We recognize that the composition of jury pools can have real-world
effects. That is why we changed the law in Plain. In fact, since 1984, when
Thongvanh was tried and convicted, Iowa’s criminal justice system has
evolved in many ways—hopefully for the better. We believe if Thongvanh
were tried today, thirty-six years later, he would receive better procedural
protections on the whole. But against this consideration, we have to weigh
the need for finality of judgments when the issue does not bear directly on
guilt or innocence and the impracticality of reconstructing events that
occurred between three and four decades ago. 5
We are not persuaded that either the Teague framework or the Iowa
Constitution’s due process and equal protection guarantees require Plain
to apply retroactively to convictions that were already final at the time we
decided Plain. The district court did not err in concluding Thongvanh
could not rely on Plain as the basis for his current PCR application.

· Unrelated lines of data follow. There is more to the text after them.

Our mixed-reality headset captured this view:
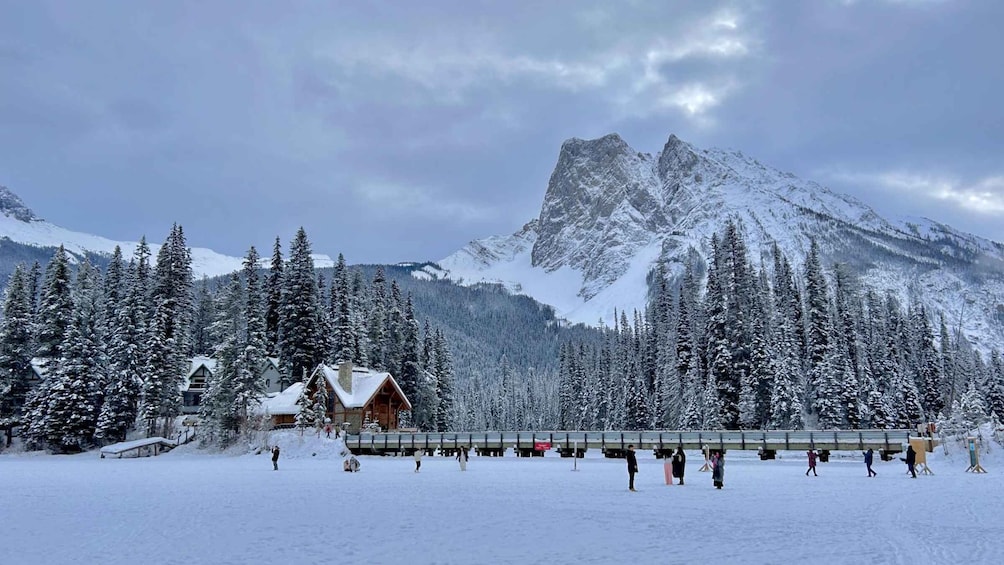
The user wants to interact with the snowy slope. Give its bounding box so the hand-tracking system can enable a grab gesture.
[439,134,1004,346]
[0,187,334,277]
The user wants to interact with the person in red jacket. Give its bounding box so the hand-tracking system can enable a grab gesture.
[805,450,819,477]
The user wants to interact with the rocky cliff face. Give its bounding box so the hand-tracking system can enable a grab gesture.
[440,134,1004,351]
[0,186,38,222]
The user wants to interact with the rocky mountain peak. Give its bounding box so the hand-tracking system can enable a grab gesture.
[659,135,700,181]
[0,186,38,222]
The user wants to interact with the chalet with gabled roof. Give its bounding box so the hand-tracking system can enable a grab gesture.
[262,362,412,434]
[182,356,216,413]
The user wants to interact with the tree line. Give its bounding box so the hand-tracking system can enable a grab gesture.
[0,225,455,452]
[558,221,1004,430]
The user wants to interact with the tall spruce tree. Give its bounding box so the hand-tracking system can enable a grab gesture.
[94,239,151,442]
[279,228,325,385]
[45,262,107,453]
[0,264,34,446]
[265,237,285,355]
[35,245,73,362]
[143,224,193,436]
[330,253,356,362]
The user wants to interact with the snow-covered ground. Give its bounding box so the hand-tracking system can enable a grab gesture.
[0,434,1004,565]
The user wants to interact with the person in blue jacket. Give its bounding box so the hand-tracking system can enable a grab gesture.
[864,448,879,479]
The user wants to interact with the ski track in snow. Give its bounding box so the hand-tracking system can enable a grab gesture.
[0,447,1004,565]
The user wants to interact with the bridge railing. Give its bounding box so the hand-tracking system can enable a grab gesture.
[345,430,911,452]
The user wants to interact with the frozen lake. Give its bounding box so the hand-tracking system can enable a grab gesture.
[0,441,1004,565]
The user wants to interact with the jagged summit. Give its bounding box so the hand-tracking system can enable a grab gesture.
[0,186,39,222]
[440,133,1004,344]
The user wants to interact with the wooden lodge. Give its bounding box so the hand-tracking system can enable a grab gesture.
[264,362,412,434]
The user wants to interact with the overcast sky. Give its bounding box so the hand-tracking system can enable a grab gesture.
[0,0,1004,263]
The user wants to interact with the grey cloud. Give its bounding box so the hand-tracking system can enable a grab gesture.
[0,0,1004,262]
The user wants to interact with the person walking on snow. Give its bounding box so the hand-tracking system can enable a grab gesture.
[805,450,819,477]
[628,445,638,492]
[864,448,879,479]
[711,452,725,489]
[673,446,687,485]
[907,446,917,479]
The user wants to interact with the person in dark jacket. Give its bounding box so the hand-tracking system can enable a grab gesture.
[628,445,638,492]
[864,448,879,479]
[711,452,725,489]
[673,446,687,485]
[907,446,917,479]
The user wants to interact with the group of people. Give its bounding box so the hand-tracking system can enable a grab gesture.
[272,446,359,473]
[805,446,917,479]
[272,445,917,485]
[624,444,725,493]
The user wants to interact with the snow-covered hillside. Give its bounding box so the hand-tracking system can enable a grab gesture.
[0,187,334,277]
[439,134,1004,346]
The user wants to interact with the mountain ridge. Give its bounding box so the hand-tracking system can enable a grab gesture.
[0,186,334,280]
[438,133,1004,347]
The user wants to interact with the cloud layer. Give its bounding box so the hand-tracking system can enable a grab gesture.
[0,0,1004,262]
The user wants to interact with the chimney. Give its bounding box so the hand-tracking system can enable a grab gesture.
[338,361,352,394]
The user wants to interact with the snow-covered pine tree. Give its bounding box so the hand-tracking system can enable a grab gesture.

5Another point to be noted is that Thongvanh, unlike Teague and Brewer, did not
raise any objection at trial to the composition of the jury pool or panel, even an objection
under the then-existing law. See Thongvanh II, 494 N.W.2d at 683 (“Applicant maintains
that he was denied his Sixth Amendment right to assistance of counsel because of trial
counsel’s failure to object to the selection of the jury venire and petit jury.”); cf. Teague,
489 U.S. at 293, 109 S. Ct. at 1066 (noting that Teague moved twice for a mistrial);
Brewer, 444 N.W.2d at 79 (noting that the alleged constitutional infirmities were
“preserved at trial” and Brewer was seeking a “re-evaluation of his original claim that the
statutory exclusion of persons aged sixty-five and over from his jury panel violated his
sixth and fourteenth amendment rights to a fair and impartial jury”). We have no
occasion to decide today how a ruling that Plain is retroactive would be applied to the
case where the defendant did not make a contemporaneous objection.
20
VI. Disposition.
We conclude Plain’s holding on the second prong of the Duren test
constitutes a new ground of law under section 822.3. However, because
we find that the new law of criminal procedure announced in Plain does
not apply retroactively to cases on collateral review, we affirm the dismissal
of Thongvanh’s PCR application.
AFFIRMED.
All justices concur except McDonald, J., who takes no part.